Many of these newspapers and broadcast stations are doing well because they've tapped into an expanding audience - the sons and daughters of immigrants.  In Los Angeles, the No. 1 TV station isn't NBC, CBS, ABC or Fox - it's Spanish-language KMEX, the flagship of Univision. And it isn't just Los Angeles' top station - Nielsen says it's No. 1 in the U.S. with viewers aged 18-49. KMEX built big numbers with immigrant audiences, but is now drawing their sons and daughters - and even their grandchildren.

University of Southern California journalism professor Felix Gutierrez says it's more than just language that's attracting those younger viewers.  "I was watching last night, and they were talking about the border wars - drug smuggling and all that. But they were covering it from the Mexican side. They had the same kind of footage, but it was a different perspective, a different angle that I don't see on CBS, NBC, CNN and the other networks," Gutierrez says.

Largely in response to the ties of many immigrants, one will undoubtedly find that these multicultural outlets have a great deal more international news than local, and thus a wider breadth of stories.  They must cover the local school, storm, or kindapping, in addition to the elections in El Salvador, violence on the border, and new constitution in Bolivia.

Not only is the content more diverse than traditional media, these outlets are forced to be more dynamic and market to a more diverse, multigenerational, audience: 

Previously, these stations used to rely on ethnic audiences that had few other options because they weren't comfortable in English.
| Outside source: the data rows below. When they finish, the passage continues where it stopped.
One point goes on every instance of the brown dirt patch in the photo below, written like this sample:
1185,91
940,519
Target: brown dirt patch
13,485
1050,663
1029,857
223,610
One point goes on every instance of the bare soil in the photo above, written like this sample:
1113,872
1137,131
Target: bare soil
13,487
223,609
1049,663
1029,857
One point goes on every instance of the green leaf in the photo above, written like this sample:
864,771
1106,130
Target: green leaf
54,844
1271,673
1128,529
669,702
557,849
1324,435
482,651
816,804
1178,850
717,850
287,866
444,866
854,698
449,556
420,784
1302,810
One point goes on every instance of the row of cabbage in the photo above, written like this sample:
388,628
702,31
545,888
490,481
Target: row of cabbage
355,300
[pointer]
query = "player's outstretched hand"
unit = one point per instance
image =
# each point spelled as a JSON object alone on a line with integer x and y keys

But that's not necessarily true of immigrants' children.

"We know that the first generation watches us," [Eric Olander] says. "The second generation's much more difficult to capture, in part because they have language skills, which allow them to watch MTV, to go listen to NPR. They have a much wider array of choices. Not to mention, the second generation, which are younger, is watching less TV - they're on the Web, they're not reading the newspapers in the numbers they were. Their media patterns are changing."

That's why in addition to its broadcasts, KSCI now offers podcasts, blogs and video online in various Asian languages and in English.
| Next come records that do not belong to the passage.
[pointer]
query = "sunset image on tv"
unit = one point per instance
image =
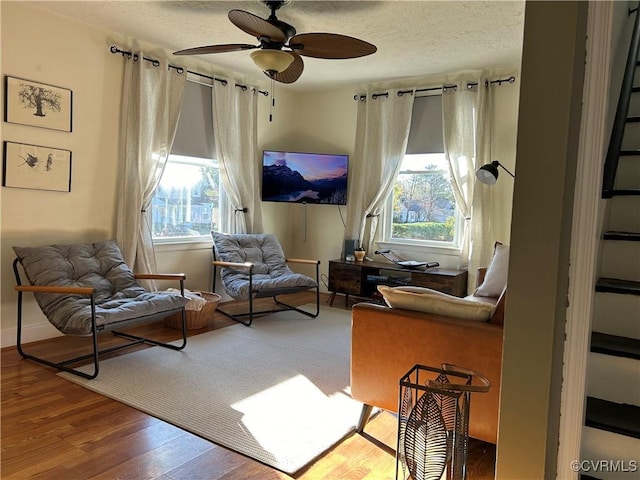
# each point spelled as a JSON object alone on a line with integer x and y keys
{"x": 304, "y": 177}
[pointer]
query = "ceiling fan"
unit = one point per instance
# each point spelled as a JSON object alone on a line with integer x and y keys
{"x": 279, "y": 53}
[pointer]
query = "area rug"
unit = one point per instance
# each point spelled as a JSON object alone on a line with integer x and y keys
{"x": 276, "y": 391}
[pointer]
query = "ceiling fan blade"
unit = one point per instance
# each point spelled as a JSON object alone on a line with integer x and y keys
{"x": 230, "y": 47}
{"x": 330, "y": 45}
{"x": 256, "y": 26}
{"x": 292, "y": 73}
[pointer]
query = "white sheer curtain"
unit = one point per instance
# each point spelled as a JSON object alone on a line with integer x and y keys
{"x": 381, "y": 140}
{"x": 235, "y": 130}
{"x": 467, "y": 140}
{"x": 151, "y": 101}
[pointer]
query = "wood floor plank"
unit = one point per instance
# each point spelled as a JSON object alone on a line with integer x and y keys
{"x": 54, "y": 429}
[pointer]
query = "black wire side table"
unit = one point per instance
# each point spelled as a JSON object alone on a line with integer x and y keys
{"x": 433, "y": 421}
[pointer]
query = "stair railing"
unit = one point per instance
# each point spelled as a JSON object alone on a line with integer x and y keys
{"x": 619, "y": 123}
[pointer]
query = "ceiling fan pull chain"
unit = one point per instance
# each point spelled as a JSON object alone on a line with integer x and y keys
{"x": 273, "y": 100}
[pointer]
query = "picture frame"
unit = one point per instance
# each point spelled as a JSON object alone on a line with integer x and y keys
{"x": 37, "y": 104}
{"x": 36, "y": 167}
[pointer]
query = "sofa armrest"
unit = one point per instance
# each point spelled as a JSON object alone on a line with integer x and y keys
{"x": 387, "y": 342}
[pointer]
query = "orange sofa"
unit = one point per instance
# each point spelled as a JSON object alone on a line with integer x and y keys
{"x": 387, "y": 342}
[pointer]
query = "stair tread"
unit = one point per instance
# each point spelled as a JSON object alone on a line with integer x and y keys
{"x": 620, "y": 418}
{"x": 615, "y": 345}
{"x": 620, "y": 235}
{"x": 616, "y": 285}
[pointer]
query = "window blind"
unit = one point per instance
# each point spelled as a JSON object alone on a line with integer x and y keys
{"x": 194, "y": 135}
{"x": 425, "y": 135}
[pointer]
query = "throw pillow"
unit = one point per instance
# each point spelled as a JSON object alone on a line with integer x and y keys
{"x": 431, "y": 301}
{"x": 495, "y": 280}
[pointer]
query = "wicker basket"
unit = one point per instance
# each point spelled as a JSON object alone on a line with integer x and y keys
{"x": 196, "y": 318}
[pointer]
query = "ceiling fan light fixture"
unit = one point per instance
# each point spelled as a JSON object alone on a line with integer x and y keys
{"x": 269, "y": 60}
The biggest Spanish language daily newspaper in the country, La Opinion, is also reaching out online. The Los Angeles paper's circulation has dipped, but it still has half a million readers.

Publisher Monica Lozano says the newspaper, which was started in 1926 by her grandfather, survived the Great Depression, battles over immigration and world wars, and it's now adapting to the recession and new media appetites. Lozano says Latino households tend to be multigenerational, multilingual and multimedia.